Natural gas for September delivery on the New York Mercantile Exchange was trading 4.8 cents lower, or 1.38%, at $3.431 a million British thermal units after opening floor trade less than a penny lower at $3.47/MMBtu.
"The market tried to rally yesterday alongside oil and equities, but it slipped back down and now we're pinned here ahead of the storage number," said Gene McGillian, an analyst with Tradition Energy in Stamford, Conn. "Unless we see a storage injection in the low 50s [billion cubic feet] or below, I think we're going to be rangebound."

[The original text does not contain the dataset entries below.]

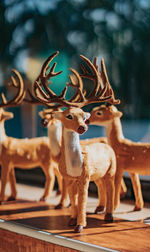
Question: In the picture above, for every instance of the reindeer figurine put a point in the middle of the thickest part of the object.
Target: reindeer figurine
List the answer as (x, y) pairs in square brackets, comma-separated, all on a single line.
[(79, 165), (131, 156), (22, 153)]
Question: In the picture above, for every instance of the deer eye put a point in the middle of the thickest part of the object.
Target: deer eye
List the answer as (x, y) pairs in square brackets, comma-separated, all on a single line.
[(99, 113), (69, 117)]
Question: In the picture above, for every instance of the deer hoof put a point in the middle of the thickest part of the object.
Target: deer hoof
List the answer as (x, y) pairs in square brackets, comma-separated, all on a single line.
[(99, 209), (11, 198), (108, 217), (72, 222), (136, 208), (43, 198), (59, 206), (78, 229), (58, 192)]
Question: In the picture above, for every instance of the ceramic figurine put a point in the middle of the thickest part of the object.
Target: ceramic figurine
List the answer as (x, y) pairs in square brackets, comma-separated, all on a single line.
[(22, 153), (131, 156), (79, 165)]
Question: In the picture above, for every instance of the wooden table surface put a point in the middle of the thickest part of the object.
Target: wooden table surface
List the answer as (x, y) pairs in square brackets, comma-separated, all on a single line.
[(121, 235)]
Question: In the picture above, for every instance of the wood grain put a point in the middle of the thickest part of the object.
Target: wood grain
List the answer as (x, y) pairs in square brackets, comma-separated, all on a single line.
[(121, 235)]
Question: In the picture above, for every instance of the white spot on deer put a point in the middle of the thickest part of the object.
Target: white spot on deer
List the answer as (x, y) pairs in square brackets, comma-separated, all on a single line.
[(73, 154), (28, 156)]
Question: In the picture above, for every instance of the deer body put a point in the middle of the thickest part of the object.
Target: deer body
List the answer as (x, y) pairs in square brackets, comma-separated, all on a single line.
[(132, 157), (83, 164), (78, 171), (25, 154)]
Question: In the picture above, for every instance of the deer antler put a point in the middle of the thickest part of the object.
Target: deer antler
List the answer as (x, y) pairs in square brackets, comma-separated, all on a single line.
[(17, 100), (105, 80), (47, 96)]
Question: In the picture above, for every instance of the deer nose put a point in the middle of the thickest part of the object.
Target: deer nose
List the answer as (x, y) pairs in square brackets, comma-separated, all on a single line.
[(44, 122), (82, 129)]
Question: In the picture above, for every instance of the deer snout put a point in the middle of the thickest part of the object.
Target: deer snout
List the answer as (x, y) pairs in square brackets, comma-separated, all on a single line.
[(44, 122), (82, 129)]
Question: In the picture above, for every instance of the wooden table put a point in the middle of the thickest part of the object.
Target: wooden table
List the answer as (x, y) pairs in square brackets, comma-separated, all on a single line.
[(28, 225)]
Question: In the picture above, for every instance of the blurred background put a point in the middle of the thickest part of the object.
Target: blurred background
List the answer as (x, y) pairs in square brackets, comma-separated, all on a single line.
[(117, 30)]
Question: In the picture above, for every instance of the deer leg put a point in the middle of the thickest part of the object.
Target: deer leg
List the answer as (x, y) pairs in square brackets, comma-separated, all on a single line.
[(110, 191), (12, 179), (123, 189), (137, 191), (82, 187), (59, 179), (101, 195), (118, 178), (72, 189), (49, 184), (4, 178), (63, 199)]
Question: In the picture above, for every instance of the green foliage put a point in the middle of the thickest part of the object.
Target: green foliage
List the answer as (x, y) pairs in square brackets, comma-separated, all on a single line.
[(117, 30)]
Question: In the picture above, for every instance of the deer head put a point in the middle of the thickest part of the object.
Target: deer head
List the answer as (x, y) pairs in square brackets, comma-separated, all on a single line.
[(103, 114), (74, 118)]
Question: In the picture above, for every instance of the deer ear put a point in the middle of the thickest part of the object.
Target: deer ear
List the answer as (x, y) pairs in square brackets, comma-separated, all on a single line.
[(57, 115), (41, 114), (87, 115), (118, 114)]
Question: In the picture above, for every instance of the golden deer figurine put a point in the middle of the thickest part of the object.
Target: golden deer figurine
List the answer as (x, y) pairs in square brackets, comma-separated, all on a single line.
[(80, 164), (131, 156), (23, 153)]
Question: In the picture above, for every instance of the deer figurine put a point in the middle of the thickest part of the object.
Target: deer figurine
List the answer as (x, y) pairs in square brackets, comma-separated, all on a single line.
[(80, 164), (131, 156), (22, 153)]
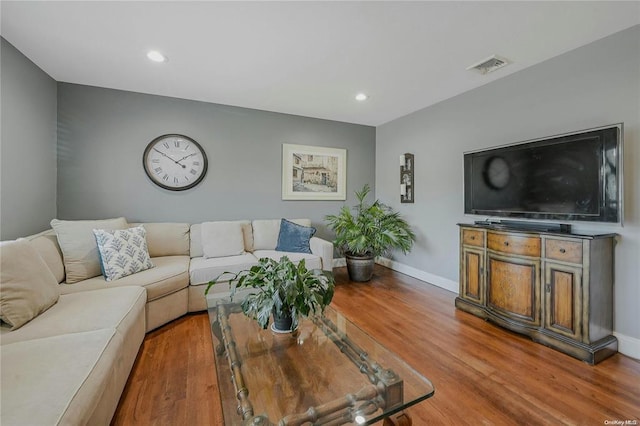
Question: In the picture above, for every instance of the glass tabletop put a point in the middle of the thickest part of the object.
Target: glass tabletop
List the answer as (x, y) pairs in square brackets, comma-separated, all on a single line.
[(327, 371)]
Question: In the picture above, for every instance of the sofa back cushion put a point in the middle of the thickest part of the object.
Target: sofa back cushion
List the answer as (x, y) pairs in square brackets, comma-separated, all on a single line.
[(167, 239), (266, 232), (221, 239), (79, 247), (46, 244), (27, 285), (196, 238)]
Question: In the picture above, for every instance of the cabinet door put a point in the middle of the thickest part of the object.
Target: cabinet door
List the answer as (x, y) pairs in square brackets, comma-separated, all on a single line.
[(513, 288), (473, 275), (563, 299)]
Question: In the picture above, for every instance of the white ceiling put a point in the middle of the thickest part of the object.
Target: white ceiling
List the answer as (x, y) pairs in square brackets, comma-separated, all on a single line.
[(304, 58)]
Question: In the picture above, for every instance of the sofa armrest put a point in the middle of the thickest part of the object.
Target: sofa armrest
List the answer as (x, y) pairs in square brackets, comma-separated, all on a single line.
[(324, 249)]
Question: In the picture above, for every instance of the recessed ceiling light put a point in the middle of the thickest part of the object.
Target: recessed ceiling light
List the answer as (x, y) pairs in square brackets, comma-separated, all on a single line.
[(156, 56)]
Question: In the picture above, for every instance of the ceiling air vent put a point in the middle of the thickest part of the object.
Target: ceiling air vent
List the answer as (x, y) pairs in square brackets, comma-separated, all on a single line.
[(489, 64)]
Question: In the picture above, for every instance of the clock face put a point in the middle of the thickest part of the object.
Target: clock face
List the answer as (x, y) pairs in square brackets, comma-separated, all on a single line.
[(175, 162), (497, 173)]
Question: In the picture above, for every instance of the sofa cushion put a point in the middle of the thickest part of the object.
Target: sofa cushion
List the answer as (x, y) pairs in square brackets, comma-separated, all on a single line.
[(84, 311), (202, 270), (50, 389), (294, 238), (78, 245), (311, 260), (170, 274), (167, 239), (46, 244), (221, 239), (265, 232), (123, 252), (196, 238), (27, 285)]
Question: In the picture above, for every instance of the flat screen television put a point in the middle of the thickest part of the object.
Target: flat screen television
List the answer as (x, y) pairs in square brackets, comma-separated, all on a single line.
[(570, 177)]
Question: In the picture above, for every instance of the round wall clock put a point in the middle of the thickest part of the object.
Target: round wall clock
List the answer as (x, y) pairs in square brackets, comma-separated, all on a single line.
[(497, 173), (175, 162)]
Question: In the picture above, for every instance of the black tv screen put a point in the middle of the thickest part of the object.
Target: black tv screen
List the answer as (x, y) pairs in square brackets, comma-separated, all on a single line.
[(569, 178)]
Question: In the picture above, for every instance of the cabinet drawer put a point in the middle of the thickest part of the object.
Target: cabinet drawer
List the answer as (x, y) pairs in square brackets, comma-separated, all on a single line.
[(514, 244), (473, 237), (564, 250)]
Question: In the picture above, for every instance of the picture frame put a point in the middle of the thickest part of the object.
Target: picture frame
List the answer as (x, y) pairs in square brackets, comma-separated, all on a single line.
[(313, 173)]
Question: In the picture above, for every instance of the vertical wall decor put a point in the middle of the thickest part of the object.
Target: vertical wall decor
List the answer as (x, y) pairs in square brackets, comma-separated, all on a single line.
[(407, 190)]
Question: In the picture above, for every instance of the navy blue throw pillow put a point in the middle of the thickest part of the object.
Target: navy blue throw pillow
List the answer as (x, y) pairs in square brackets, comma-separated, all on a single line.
[(294, 238)]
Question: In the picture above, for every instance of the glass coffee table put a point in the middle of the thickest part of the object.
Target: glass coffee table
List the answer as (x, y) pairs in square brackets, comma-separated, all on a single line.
[(326, 372)]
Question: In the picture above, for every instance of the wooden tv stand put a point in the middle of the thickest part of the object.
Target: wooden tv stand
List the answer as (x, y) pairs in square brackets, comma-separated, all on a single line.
[(556, 288)]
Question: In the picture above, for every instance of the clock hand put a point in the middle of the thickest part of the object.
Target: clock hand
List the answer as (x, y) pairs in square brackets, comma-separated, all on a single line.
[(170, 158), (187, 156)]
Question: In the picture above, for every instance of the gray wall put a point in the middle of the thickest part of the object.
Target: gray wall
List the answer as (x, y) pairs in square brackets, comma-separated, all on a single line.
[(595, 85), (102, 134), (27, 147)]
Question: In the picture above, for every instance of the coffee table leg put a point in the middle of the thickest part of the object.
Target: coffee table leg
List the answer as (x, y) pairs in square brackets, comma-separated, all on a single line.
[(398, 419)]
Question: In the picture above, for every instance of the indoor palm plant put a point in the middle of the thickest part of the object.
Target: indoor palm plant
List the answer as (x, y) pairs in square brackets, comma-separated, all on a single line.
[(368, 231), (282, 289)]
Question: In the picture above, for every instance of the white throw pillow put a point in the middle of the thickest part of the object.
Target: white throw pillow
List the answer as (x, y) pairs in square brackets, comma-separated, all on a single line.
[(123, 252), (78, 245), (221, 239), (27, 285)]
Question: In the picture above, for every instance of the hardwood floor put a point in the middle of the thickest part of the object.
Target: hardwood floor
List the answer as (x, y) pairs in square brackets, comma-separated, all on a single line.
[(482, 373)]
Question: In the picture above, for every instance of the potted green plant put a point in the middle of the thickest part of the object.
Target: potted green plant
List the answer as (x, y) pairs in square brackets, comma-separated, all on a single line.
[(282, 289), (369, 231)]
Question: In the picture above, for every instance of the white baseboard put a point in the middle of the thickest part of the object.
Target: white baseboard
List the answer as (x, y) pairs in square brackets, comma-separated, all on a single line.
[(627, 345), (436, 280)]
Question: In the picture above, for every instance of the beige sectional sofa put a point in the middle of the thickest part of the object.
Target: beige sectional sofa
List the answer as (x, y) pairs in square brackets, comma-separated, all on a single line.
[(70, 363)]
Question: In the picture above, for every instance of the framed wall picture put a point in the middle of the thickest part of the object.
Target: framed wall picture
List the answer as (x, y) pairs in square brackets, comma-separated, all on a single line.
[(313, 173)]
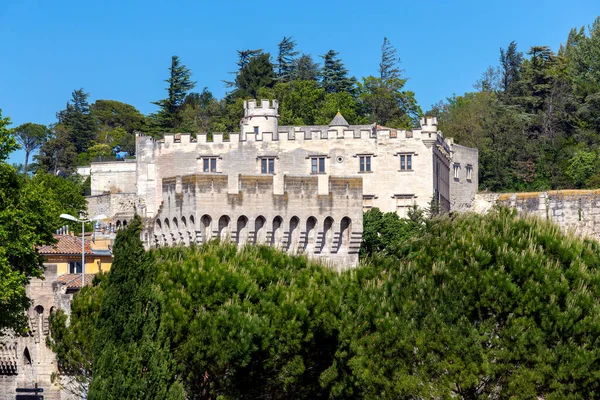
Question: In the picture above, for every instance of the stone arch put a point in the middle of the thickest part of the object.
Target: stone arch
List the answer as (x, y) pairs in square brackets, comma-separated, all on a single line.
[(260, 230), (167, 231), (293, 233), (345, 233), (277, 231), (242, 230), (311, 234), (224, 232), (205, 223), (327, 239)]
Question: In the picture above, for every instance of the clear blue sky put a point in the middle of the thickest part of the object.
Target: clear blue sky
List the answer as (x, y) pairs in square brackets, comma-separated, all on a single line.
[(121, 50)]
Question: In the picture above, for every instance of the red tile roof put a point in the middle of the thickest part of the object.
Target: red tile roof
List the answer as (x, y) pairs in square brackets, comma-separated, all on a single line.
[(66, 245), (73, 281)]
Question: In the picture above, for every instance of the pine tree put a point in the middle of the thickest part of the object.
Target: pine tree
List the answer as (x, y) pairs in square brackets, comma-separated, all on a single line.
[(511, 60), (179, 85), (31, 137), (77, 121), (305, 69), (130, 360), (257, 74), (388, 67), (334, 76), (285, 59)]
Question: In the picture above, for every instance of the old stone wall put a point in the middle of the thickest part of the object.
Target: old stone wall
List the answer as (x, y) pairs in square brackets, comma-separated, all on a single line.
[(576, 211), (113, 177), (118, 206), (321, 218), (463, 178), (31, 361)]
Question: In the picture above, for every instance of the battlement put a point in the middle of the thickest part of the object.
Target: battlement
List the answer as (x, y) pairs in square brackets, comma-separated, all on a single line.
[(429, 124), (265, 108)]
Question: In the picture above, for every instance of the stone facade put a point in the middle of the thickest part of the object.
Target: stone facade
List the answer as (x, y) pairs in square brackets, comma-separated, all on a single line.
[(304, 177), (463, 177), (576, 211), (25, 360)]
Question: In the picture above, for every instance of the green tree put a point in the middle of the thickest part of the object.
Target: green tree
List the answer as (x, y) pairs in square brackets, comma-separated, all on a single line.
[(305, 69), (129, 360), (31, 137), (249, 324), (58, 154), (256, 74), (334, 75), (286, 61), (494, 306), (27, 220), (8, 144), (510, 61), (72, 339), (77, 122), (180, 84), (388, 67)]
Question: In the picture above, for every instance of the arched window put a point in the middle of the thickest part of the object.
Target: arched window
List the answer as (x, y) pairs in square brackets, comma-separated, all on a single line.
[(311, 234), (224, 227), (327, 239), (292, 244), (276, 234), (259, 230), (345, 232), (242, 230)]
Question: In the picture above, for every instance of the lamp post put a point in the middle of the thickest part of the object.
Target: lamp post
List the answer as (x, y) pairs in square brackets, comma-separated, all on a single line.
[(83, 221)]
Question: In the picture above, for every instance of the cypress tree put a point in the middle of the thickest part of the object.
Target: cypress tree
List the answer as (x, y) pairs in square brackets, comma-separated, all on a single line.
[(334, 76), (131, 361), (179, 85)]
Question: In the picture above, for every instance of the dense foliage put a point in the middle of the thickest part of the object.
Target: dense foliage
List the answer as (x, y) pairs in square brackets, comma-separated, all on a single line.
[(468, 306), (29, 214), (535, 118)]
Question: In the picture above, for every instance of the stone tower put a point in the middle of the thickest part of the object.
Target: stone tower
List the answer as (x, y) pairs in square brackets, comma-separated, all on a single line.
[(259, 119)]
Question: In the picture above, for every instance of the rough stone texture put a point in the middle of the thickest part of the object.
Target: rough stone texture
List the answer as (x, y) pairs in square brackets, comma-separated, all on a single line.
[(113, 177), (463, 189), (196, 208), (118, 206), (34, 361), (576, 211), (239, 157)]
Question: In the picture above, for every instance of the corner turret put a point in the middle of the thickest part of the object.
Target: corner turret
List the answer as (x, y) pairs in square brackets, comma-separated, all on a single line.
[(259, 119)]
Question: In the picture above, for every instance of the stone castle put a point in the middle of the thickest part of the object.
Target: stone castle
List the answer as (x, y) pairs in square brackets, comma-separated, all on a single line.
[(300, 188)]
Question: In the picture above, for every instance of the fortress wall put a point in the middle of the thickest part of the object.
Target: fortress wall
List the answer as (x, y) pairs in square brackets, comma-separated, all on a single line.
[(113, 176), (573, 210), (197, 208)]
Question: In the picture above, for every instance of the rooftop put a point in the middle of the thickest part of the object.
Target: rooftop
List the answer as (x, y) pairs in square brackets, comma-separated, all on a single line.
[(73, 281), (66, 245)]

The U.S. Energy Information Administration is expected to report that 64 billion cubic feet of gas were added to storage during week ended Aug. 7, according to the average prediction of 17 analysts and traders in a Dow Jones Newswires survey. The storage estimate surpasses last year's 51 bcf build in storage and the five-year average injection, which was 42 bcf.
"A further expansion in the surplus appears virtually inevitable in view of last year's 51 bcf hike," wrote Jim Ritterbusch, the president of Ritterbusch & Associates, a Galena, Ill. energy advisory firm, in a note to clients Thursday.
If the storage estimate is correct, inventories as of Aug. 7 will total 3.153 trillion cubic feet, 19.7% above the five-year average and 23.2% above last year's level.
High levels of production from onshore gas fields and Unusually moderate temperatures in the Northeast and Midwest over most of the summer have led to above-normal injections of gas into storage. Some analysts predict that U.S. gas storage facilities will reach full capacity before the winter heating season.